Biscuits good, but muffins better. Three weeks ago I made oat and raisin muffins and maple pecan muffins. The former were not exciting, but the latter had my fellow improv-ists stopping mid-sentence to compliment me. Ingredients for maple pecan muffins: pecans, flour, cinnamon, caster and light brown sugar, maple syrup, butter, eggs and butter milk. Last weekend I presented the guys with two types of blueberry muffins: blueberry and cinnamon and plain blueberry. The blueberry and cinnamon ones disappeared first, with the result that my work colleagues had to make do with the plain blueberry. They didn't complain.

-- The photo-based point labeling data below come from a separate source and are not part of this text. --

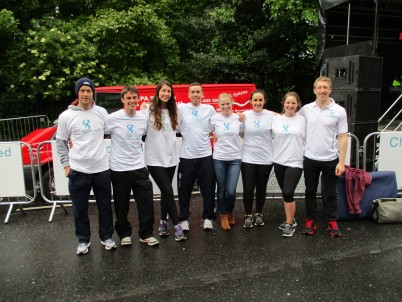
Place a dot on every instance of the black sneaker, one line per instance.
(248, 222)
(288, 230)
(333, 228)
(293, 225)
(309, 227)
(258, 219)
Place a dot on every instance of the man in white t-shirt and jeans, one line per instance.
(325, 151)
(196, 157)
(127, 126)
(86, 164)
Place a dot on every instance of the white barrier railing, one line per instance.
(389, 157)
(13, 189)
(54, 185)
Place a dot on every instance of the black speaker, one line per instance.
(355, 72)
(360, 105)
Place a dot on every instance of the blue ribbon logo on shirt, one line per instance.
(130, 129)
(86, 124)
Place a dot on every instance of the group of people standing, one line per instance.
(313, 139)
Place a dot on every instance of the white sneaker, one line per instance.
(151, 241)
(185, 225)
(109, 244)
(82, 248)
(208, 224)
(125, 241)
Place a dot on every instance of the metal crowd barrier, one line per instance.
(13, 189)
(53, 184)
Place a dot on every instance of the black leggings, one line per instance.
(288, 178)
(163, 177)
(254, 177)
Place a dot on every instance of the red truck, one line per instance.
(109, 98)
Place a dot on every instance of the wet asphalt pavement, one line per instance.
(39, 262)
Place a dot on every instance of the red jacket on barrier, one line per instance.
(356, 181)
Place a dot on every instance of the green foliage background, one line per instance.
(47, 45)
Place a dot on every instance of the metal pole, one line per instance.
(347, 29)
(376, 29)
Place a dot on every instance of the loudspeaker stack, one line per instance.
(356, 86)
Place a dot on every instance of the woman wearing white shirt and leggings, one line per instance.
(227, 158)
(289, 132)
(257, 155)
(161, 156)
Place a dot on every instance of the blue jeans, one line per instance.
(80, 185)
(227, 175)
(189, 170)
(312, 170)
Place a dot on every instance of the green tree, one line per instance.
(110, 46)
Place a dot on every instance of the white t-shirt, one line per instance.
(126, 136)
(85, 129)
(160, 145)
(195, 127)
(289, 138)
(227, 129)
(323, 126)
(257, 143)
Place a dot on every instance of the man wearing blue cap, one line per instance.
(86, 164)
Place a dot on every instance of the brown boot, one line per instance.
(231, 218)
(224, 222)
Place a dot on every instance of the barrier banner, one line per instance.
(12, 182)
(390, 154)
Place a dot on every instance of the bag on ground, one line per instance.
(387, 210)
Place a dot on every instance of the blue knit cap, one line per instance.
(84, 81)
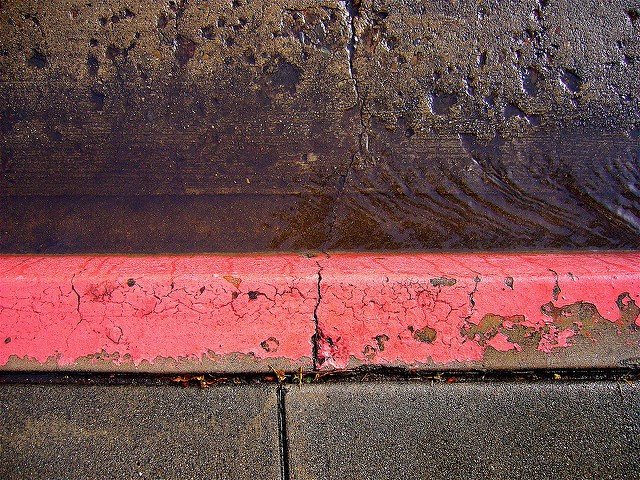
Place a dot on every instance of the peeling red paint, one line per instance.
(399, 295)
(425, 310)
(139, 309)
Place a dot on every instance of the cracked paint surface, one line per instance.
(324, 312)
(127, 309)
(438, 309)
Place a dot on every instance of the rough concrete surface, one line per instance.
(125, 432)
(294, 125)
(558, 430)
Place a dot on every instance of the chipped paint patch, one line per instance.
(522, 307)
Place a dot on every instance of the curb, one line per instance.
(246, 313)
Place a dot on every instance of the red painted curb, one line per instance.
(251, 313)
(480, 310)
(162, 313)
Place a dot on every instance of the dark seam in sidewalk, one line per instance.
(282, 433)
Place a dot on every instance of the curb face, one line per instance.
(166, 313)
(254, 313)
(480, 310)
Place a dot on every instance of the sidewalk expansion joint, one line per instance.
(282, 433)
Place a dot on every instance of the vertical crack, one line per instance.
(472, 302)
(282, 433)
(352, 9)
(315, 339)
(73, 289)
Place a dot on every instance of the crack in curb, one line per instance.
(315, 339)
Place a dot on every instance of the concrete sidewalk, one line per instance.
(551, 429)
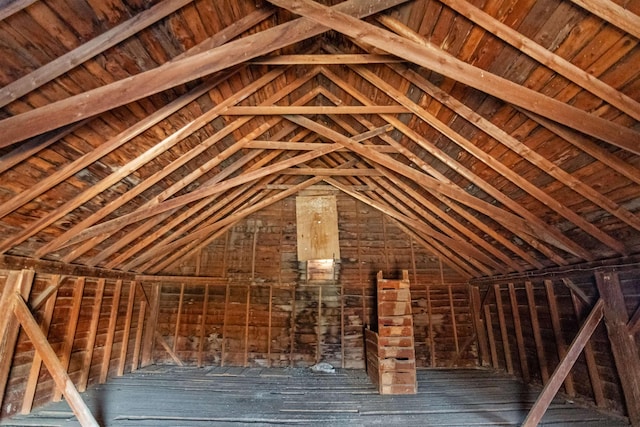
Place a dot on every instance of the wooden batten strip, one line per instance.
(36, 365)
(564, 367)
(70, 333)
(50, 359)
(91, 340)
(535, 325)
(111, 330)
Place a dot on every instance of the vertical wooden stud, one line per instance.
(623, 343)
(135, 363)
(592, 364)
(91, 340)
(127, 328)
(36, 365)
(111, 331)
(503, 329)
(537, 337)
(517, 326)
(203, 325)
(557, 333)
(67, 345)
(492, 341)
(21, 282)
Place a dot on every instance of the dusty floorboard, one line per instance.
(173, 396)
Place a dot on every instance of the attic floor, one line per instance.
(221, 396)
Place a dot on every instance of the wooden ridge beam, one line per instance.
(433, 58)
(90, 103)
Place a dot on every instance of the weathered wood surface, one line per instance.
(167, 396)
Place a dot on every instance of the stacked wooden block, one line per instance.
(391, 360)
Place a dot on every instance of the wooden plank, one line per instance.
(623, 344)
(111, 330)
(535, 326)
(557, 333)
(438, 60)
(172, 74)
(50, 359)
(503, 329)
(517, 325)
(70, 333)
(36, 365)
(564, 367)
(91, 340)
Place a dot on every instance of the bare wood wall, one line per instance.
(526, 326)
(92, 324)
(260, 310)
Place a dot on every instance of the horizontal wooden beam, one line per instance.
(327, 59)
(11, 262)
(277, 110)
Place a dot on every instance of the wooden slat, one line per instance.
(575, 348)
(50, 359)
(623, 344)
(111, 330)
(70, 333)
(438, 60)
(172, 74)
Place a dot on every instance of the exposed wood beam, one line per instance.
(433, 58)
(530, 155)
(614, 14)
(497, 166)
(338, 59)
(564, 367)
(93, 47)
(90, 103)
(51, 361)
(14, 7)
(276, 110)
(555, 62)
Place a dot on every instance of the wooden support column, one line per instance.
(111, 331)
(36, 365)
(149, 331)
(67, 345)
(58, 372)
(537, 337)
(91, 340)
(476, 310)
(17, 281)
(557, 333)
(553, 385)
(503, 329)
(517, 325)
(623, 343)
(127, 328)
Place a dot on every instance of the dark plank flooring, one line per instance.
(214, 396)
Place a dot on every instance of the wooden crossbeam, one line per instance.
(51, 361)
(564, 367)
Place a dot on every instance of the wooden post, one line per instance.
(203, 324)
(36, 365)
(127, 328)
(535, 325)
(557, 333)
(17, 281)
(91, 340)
(67, 345)
(517, 325)
(553, 385)
(58, 372)
(503, 329)
(111, 331)
(623, 343)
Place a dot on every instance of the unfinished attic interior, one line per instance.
(201, 199)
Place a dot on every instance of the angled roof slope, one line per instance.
(504, 136)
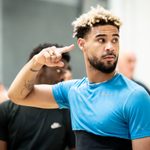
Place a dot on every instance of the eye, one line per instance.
(101, 40)
(115, 40)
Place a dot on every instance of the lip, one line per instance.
(109, 57)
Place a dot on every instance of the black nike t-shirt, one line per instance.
(29, 128)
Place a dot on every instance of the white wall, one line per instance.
(135, 32)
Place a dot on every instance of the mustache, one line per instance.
(108, 53)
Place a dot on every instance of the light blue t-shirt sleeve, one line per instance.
(137, 113)
(61, 92)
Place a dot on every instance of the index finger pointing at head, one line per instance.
(66, 49)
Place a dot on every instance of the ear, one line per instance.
(81, 43)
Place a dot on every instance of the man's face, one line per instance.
(52, 75)
(101, 48)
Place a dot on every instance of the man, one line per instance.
(126, 65)
(108, 111)
(37, 128)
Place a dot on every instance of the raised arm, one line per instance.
(23, 90)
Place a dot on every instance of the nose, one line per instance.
(109, 47)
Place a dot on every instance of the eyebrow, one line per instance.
(102, 35)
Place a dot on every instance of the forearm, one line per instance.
(24, 81)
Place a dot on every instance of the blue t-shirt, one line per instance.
(118, 107)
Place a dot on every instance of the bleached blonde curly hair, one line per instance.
(96, 16)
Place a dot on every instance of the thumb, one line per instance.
(66, 49)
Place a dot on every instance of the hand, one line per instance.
(51, 56)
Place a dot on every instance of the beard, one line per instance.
(101, 66)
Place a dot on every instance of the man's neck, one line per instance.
(97, 76)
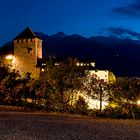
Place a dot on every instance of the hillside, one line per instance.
(118, 55)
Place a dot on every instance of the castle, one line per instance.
(27, 51)
(27, 57)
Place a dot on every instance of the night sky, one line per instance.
(84, 17)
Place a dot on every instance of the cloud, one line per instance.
(121, 32)
(131, 9)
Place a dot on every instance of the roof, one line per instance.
(26, 34)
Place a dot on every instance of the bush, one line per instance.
(122, 113)
(81, 106)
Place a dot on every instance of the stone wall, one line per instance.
(26, 52)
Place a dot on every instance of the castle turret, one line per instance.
(27, 50)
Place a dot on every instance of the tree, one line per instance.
(58, 83)
(125, 93)
(95, 88)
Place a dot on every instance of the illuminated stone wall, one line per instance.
(26, 52)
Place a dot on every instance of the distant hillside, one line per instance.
(122, 56)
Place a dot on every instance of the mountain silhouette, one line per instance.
(121, 56)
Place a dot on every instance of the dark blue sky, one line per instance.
(85, 17)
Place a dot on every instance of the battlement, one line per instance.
(29, 40)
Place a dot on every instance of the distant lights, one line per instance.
(9, 57)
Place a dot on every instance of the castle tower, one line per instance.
(27, 50)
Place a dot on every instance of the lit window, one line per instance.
(92, 64)
(77, 64)
(56, 64)
(9, 57)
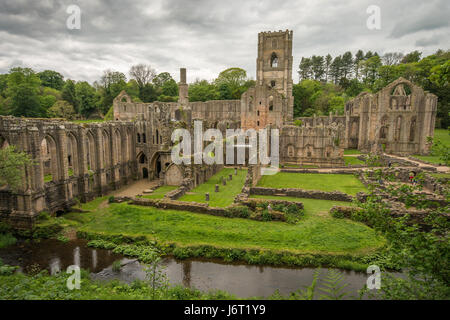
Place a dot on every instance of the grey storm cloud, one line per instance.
(205, 36)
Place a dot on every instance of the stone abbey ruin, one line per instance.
(82, 161)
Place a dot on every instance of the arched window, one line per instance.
(398, 128)
(274, 44)
(412, 130)
(274, 60)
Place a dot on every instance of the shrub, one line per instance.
(266, 216)
(116, 266)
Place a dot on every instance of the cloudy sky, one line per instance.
(205, 36)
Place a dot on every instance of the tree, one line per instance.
(68, 94)
(234, 79)
(392, 58)
(148, 93)
(317, 67)
(112, 83)
(328, 61)
(413, 56)
(359, 56)
(347, 65)
(202, 90)
(62, 109)
(170, 88)
(12, 165)
(370, 70)
(142, 73)
(161, 78)
(23, 89)
(305, 69)
(336, 69)
(52, 79)
(85, 98)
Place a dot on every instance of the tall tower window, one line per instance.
(274, 60)
(274, 44)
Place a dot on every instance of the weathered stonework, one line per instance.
(79, 162)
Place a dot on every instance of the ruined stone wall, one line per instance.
(319, 145)
(397, 119)
(83, 161)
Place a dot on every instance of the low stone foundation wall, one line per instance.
(415, 216)
(301, 193)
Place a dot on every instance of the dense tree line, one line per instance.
(24, 92)
(326, 83)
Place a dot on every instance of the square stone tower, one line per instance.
(274, 65)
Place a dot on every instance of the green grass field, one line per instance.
(312, 206)
(227, 193)
(346, 183)
(351, 151)
(316, 233)
(88, 121)
(442, 135)
(160, 192)
(352, 161)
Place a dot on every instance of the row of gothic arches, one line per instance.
(399, 125)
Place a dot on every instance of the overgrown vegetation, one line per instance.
(422, 252)
(226, 194)
(345, 183)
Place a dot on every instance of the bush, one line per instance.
(239, 212)
(116, 266)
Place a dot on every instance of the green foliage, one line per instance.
(61, 109)
(313, 181)
(333, 288)
(423, 253)
(42, 286)
(23, 90)
(202, 90)
(7, 239)
(51, 79)
(116, 266)
(239, 212)
(225, 196)
(12, 164)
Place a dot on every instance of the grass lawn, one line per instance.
(440, 175)
(346, 183)
(351, 151)
(352, 161)
(314, 234)
(442, 135)
(312, 206)
(227, 193)
(160, 192)
(88, 121)
(432, 159)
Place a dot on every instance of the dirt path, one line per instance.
(134, 188)
(422, 164)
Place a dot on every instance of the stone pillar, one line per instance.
(183, 96)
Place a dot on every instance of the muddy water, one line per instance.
(239, 279)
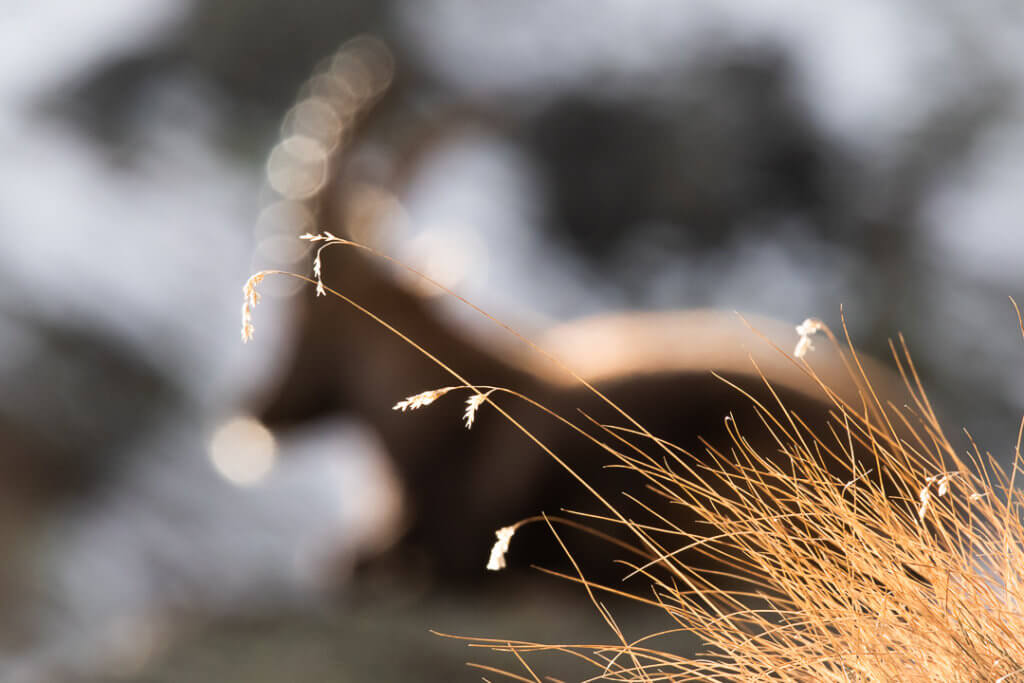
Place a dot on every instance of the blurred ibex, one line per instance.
(462, 485)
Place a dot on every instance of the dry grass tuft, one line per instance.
(876, 552)
(911, 568)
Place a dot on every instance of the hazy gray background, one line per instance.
(782, 158)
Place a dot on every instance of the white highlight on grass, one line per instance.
(806, 330)
(501, 547)
(243, 452)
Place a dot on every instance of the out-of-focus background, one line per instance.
(782, 158)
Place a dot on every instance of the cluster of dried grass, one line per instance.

Still on the topic of blueberries, I used some yesterday to make bilberry tea bread. Are blueberries and bilberries the same fruit? The tea bread was very tasty, and more like a cake with a crumble topping than a tea bread. Very nice, despite clinging to the sore spots on my teeth.

So, I'm having a bake-off against myself. If I ever find myself up against another baking enthusiast, they'll never know they're competing, even if they win. Especially if they win.

Versatile Soup Base

This article entitled Soup it up by Jane Baxter (The Guardian, Cook, 30th August 2014) is worth a look. I might use it next month to get back into the swing of soup-making. Jane provides a recipe for a hearty soup base: onion, leek, celery, carrots, red pepper, garlic and tinned tomatoes. This is then used to make chilli and lamb stew, sweet potato coconut curry, chicken, borlotti and greens soup, turnip and green bean soup, and chorizo and cauliflower stew.

Bee Read

My current book is Anyush by Martine Madden, who is a friend of a friend. I am enjoying this story of a secret love affair more than I had anticipated, although I find the untranslated Armenian words difficult to interpret sometimes. Here comes the bee reference:

The church itself was a small beehive-shaped building, with part of the roof missing and the main doorway skewed slightly to the west so that it looked out over the sea but away from the prevailing wind. 
And that's it for now as the spouse and I head off to the Feminist Film Festival.